The transient behaviour of through-flowing gravity currents interacting with a roughness array

TL;DR

This study experimentally examines how gravity currents behave when passing through a roughness array, revealing deceleration and shape changes explained by a new dynamic balance model.

Contribution

The paper introduces a model that predicts gravity current deceleration and shape change due to interaction with roughness elements, validated by laboratory experiments.

Findings

Gravity currents decelerate in roughness arrays

Density structure shifts from head-tail to wedge shape

Model accurately predicts deceleration based on pressure and drag balance

Abstract

We present laboratory experiments that investigate the structure and flow characteristics of gravity currents travelling through an array of roughness elements. The roughness elements are of comparable height to the gravity current such that the current flows through the roughness array rather than over it. The frontal velocity and density structure are measured as the current transitions from flowing along a smooth bed to flowing through the roughness array, and then back to a smooth bed.
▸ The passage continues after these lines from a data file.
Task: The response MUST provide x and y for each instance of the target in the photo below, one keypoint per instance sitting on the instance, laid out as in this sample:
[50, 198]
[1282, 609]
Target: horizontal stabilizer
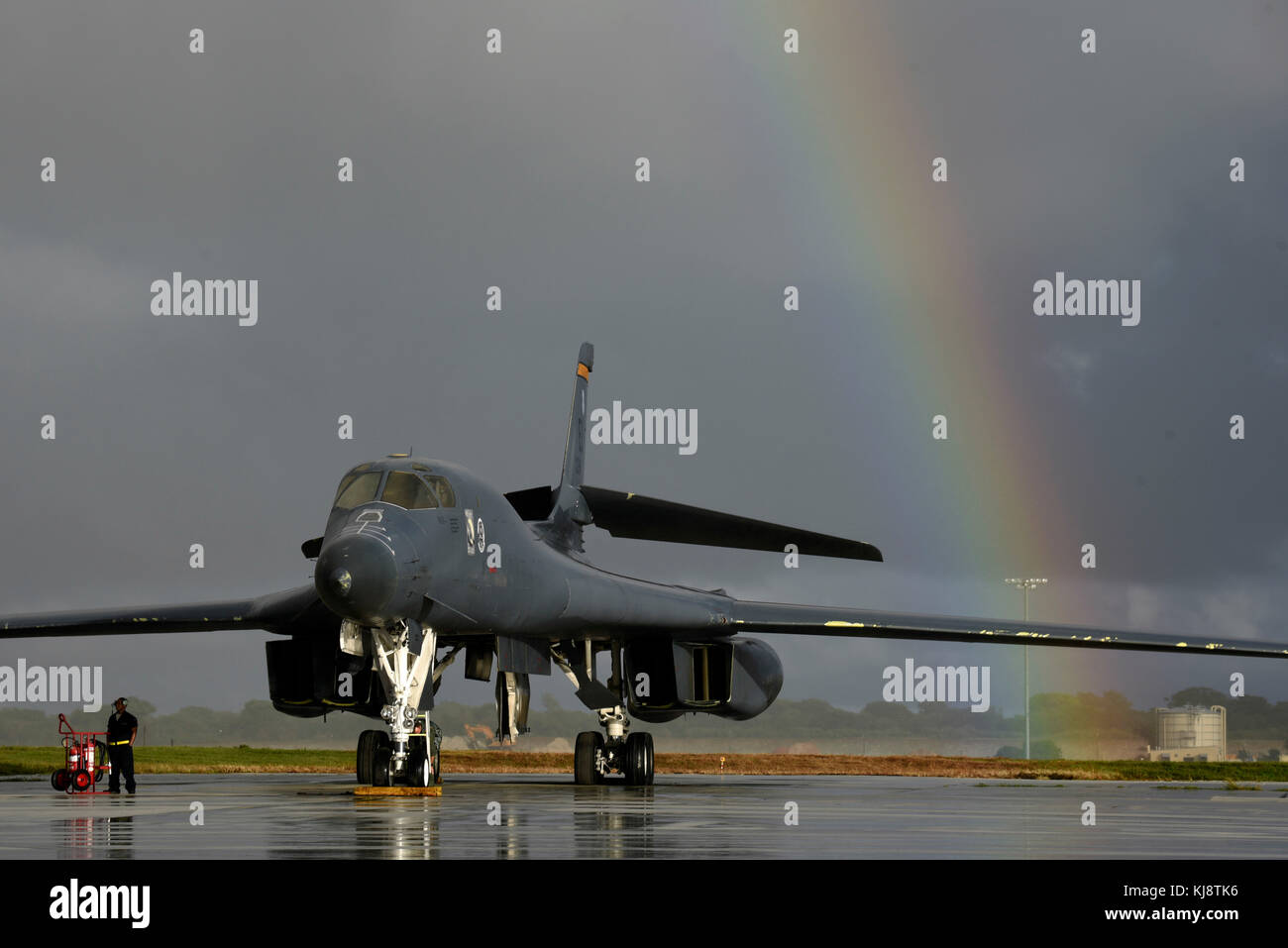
[645, 518]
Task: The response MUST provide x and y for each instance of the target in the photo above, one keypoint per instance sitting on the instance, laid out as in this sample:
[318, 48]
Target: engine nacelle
[310, 675]
[729, 678]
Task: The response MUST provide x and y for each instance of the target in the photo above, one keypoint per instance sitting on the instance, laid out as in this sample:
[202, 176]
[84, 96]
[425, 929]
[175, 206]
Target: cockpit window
[442, 491]
[407, 491]
[357, 488]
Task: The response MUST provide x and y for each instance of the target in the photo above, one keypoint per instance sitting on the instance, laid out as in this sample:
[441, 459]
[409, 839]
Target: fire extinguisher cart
[84, 760]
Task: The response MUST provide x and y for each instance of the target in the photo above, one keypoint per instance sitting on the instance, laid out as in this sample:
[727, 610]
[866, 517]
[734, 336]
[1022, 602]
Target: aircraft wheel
[368, 743]
[647, 745]
[639, 760]
[584, 758]
[380, 773]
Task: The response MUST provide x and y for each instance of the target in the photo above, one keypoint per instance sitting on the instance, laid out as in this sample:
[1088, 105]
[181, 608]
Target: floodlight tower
[1024, 586]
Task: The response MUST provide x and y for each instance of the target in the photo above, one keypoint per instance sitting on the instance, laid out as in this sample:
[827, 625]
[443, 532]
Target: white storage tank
[1189, 732]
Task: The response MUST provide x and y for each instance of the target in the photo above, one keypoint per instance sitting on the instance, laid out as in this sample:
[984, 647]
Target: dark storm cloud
[475, 170]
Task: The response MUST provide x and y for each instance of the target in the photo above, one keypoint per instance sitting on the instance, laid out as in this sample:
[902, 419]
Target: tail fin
[575, 450]
[571, 511]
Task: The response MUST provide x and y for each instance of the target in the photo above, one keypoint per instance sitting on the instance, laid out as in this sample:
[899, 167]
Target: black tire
[380, 772]
[648, 755]
[584, 758]
[639, 760]
[368, 743]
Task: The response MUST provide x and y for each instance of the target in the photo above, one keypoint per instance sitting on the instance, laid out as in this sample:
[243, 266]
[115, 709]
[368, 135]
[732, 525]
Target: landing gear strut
[597, 756]
[410, 750]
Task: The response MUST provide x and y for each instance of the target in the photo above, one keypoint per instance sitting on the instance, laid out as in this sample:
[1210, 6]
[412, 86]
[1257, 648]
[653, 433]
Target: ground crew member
[121, 729]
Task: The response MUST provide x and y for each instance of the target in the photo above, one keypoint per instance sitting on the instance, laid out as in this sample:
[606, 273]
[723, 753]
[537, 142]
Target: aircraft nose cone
[356, 578]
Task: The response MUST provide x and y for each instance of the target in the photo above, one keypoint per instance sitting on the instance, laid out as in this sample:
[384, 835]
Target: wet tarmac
[484, 817]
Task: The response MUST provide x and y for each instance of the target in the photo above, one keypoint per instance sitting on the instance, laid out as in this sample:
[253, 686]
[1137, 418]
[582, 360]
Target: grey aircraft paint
[423, 548]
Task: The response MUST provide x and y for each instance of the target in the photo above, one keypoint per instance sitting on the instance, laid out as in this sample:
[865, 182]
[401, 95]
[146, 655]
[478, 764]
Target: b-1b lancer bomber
[423, 563]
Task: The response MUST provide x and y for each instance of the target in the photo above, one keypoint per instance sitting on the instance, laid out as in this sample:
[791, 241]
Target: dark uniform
[120, 729]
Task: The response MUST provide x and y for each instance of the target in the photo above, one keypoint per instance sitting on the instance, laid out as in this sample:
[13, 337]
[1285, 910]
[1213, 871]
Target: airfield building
[1189, 733]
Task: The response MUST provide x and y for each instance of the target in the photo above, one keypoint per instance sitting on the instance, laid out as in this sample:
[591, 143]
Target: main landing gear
[423, 766]
[631, 755]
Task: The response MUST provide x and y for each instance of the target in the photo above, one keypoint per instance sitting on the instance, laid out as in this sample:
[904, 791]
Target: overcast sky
[518, 170]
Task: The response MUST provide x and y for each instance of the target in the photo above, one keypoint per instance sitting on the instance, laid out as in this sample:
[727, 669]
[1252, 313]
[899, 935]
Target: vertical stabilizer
[571, 511]
[575, 449]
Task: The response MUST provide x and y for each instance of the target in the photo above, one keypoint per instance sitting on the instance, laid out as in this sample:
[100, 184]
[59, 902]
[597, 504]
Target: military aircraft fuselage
[471, 563]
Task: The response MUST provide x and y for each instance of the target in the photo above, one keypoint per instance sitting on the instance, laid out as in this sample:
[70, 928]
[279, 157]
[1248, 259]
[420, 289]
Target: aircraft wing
[277, 612]
[816, 620]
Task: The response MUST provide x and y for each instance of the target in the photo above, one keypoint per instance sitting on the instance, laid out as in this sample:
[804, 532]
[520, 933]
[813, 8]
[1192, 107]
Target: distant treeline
[1103, 716]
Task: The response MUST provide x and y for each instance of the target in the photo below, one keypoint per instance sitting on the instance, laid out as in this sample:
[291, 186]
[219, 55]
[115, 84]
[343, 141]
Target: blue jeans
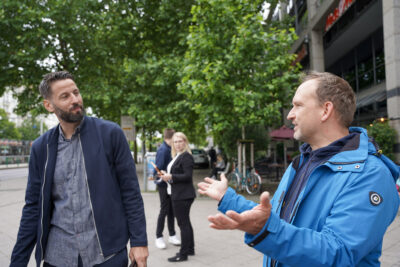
[118, 260]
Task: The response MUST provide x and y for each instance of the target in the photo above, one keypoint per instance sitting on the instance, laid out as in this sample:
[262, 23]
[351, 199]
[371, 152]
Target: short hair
[168, 133]
[49, 78]
[335, 89]
[183, 136]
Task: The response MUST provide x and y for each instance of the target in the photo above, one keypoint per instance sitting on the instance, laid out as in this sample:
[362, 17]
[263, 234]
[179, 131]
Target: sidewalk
[213, 248]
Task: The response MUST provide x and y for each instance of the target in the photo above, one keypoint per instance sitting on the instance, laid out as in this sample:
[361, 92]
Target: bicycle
[252, 181]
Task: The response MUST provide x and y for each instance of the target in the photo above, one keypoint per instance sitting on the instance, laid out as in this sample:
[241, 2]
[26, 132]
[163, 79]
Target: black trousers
[118, 260]
[165, 211]
[182, 214]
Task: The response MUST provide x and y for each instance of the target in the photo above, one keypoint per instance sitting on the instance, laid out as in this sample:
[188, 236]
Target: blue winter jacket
[340, 216]
[114, 192]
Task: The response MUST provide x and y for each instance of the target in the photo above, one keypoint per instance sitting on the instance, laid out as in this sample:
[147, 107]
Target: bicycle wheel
[233, 181]
[253, 183]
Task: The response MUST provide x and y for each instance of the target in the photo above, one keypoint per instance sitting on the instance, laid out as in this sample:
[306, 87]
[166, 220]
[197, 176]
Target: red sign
[337, 13]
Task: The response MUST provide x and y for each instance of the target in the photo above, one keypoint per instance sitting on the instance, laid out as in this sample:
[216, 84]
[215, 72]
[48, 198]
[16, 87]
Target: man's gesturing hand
[250, 221]
[139, 254]
[213, 188]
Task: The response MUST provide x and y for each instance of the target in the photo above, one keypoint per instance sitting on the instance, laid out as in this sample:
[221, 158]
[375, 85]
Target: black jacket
[115, 196]
[182, 177]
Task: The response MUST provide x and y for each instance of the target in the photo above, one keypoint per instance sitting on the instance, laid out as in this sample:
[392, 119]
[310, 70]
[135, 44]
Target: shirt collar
[77, 131]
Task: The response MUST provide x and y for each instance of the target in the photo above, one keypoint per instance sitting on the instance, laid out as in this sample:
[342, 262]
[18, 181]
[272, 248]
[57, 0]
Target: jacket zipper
[344, 163]
[41, 220]
[90, 199]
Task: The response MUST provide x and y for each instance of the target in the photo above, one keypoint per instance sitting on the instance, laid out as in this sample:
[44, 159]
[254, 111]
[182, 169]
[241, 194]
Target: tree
[7, 128]
[385, 136]
[125, 55]
[238, 70]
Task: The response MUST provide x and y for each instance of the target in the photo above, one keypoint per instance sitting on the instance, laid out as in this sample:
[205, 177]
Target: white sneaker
[160, 243]
[174, 240]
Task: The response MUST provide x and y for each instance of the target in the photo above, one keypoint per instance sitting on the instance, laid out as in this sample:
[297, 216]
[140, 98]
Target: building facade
[358, 40]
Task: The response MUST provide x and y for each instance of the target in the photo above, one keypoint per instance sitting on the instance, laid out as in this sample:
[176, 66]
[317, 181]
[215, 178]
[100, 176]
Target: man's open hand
[213, 188]
[139, 254]
[250, 221]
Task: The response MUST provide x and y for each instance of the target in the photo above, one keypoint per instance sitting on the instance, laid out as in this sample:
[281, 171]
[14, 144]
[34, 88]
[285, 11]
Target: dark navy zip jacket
[114, 192]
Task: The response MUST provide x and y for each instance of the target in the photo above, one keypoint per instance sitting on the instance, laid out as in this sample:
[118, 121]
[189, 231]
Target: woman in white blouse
[179, 176]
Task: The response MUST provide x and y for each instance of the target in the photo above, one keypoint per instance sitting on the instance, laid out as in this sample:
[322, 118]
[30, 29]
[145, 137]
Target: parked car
[200, 158]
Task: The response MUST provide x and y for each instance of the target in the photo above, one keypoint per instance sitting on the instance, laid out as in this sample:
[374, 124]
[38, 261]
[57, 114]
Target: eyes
[65, 95]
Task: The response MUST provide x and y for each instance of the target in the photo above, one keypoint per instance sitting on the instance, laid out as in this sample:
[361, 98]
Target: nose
[75, 98]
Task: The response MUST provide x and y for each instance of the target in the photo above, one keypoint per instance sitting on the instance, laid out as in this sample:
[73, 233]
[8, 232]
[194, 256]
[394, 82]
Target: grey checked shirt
[72, 231]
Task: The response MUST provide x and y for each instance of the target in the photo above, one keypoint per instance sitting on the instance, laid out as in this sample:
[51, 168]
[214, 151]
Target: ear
[48, 106]
[327, 111]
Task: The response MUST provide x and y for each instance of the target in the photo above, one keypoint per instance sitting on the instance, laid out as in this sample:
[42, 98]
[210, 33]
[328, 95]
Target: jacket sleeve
[187, 166]
[27, 233]
[353, 229]
[130, 191]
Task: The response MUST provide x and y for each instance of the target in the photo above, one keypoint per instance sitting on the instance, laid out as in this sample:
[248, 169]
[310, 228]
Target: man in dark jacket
[163, 157]
[83, 200]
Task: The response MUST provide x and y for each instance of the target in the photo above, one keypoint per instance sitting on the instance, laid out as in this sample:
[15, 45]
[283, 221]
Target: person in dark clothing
[163, 157]
[180, 175]
[83, 201]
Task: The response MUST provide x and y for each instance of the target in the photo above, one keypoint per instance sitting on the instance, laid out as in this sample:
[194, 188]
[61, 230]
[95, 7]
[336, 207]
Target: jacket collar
[356, 150]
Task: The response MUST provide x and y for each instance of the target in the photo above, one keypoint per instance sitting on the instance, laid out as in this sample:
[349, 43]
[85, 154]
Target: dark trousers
[165, 211]
[182, 214]
[118, 260]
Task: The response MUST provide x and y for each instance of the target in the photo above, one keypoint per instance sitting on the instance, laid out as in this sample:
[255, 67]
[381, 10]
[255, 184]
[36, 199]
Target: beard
[68, 116]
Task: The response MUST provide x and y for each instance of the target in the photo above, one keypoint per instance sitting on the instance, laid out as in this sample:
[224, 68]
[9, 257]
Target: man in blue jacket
[83, 201]
[163, 158]
[334, 202]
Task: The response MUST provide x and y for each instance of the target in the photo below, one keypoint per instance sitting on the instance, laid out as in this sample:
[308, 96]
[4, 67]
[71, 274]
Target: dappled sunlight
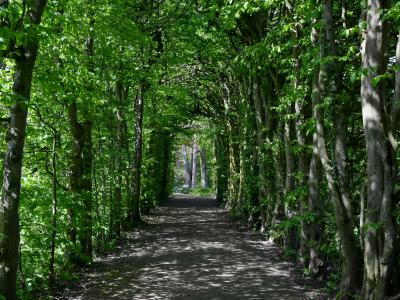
[191, 253]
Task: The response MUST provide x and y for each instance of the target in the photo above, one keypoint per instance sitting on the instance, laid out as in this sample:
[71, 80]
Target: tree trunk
[195, 150]
[134, 203]
[81, 187]
[15, 138]
[380, 234]
[290, 238]
[314, 201]
[221, 155]
[54, 207]
[186, 167]
[204, 175]
[350, 259]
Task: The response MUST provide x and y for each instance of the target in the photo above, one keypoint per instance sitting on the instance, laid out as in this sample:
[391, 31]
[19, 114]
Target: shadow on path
[191, 250]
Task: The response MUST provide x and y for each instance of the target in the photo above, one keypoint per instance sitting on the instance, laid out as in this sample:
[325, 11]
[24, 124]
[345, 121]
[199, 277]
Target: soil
[190, 249]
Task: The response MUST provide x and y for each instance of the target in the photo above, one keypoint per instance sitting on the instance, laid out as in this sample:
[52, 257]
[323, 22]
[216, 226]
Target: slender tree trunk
[15, 138]
[186, 167]
[380, 233]
[350, 258]
[221, 154]
[204, 175]
[134, 207]
[314, 202]
[195, 151]
[54, 207]
[290, 238]
[81, 186]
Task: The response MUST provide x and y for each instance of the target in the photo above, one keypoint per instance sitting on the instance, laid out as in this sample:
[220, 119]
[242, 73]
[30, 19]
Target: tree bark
[186, 167]
[195, 151]
[81, 186]
[380, 233]
[134, 203]
[15, 138]
[204, 175]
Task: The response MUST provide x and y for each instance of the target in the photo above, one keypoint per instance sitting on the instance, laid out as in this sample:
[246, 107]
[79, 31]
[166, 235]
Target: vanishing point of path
[191, 250]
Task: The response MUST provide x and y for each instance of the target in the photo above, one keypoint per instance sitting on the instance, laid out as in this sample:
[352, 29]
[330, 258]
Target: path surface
[191, 250]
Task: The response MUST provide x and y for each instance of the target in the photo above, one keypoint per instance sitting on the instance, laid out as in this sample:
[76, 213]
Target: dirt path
[191, 251]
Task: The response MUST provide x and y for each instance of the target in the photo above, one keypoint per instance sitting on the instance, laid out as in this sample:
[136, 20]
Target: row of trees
[94, 117]
[307, 127]
[304, 124]
[187, 163]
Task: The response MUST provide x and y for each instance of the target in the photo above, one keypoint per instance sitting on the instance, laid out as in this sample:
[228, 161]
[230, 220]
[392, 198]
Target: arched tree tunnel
[272, 126]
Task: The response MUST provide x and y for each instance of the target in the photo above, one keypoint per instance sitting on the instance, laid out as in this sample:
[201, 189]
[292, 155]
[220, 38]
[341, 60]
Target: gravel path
[191, 250]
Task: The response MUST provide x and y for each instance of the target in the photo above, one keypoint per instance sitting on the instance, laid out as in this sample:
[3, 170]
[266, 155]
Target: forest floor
[190, 249]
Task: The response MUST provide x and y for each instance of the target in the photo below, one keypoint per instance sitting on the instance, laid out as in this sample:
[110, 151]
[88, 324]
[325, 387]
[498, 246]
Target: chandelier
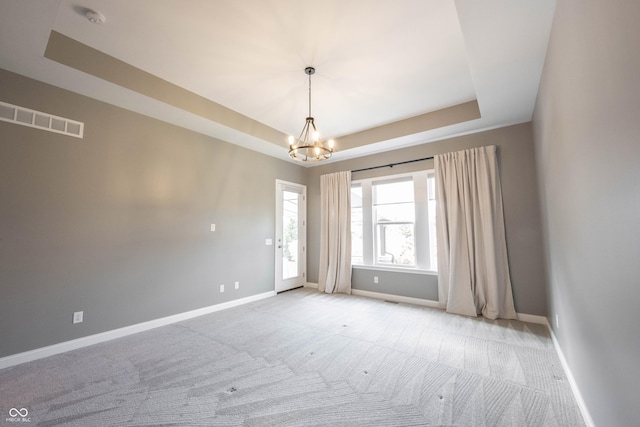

We find that, upon entering the roughness array, the gravity current decelerates and the density structure changes from the head and tail structure typical of smooth bed gravity currents, to a wedge shape. A model is presented that explains the deceleration and change in shape based on a dynamic balance between a pressure gradient within the current tail and a drag force associated with individual roughness elements. This model accurately predicts the deceleration of the gravity current, supporting the proposed dynamic balance.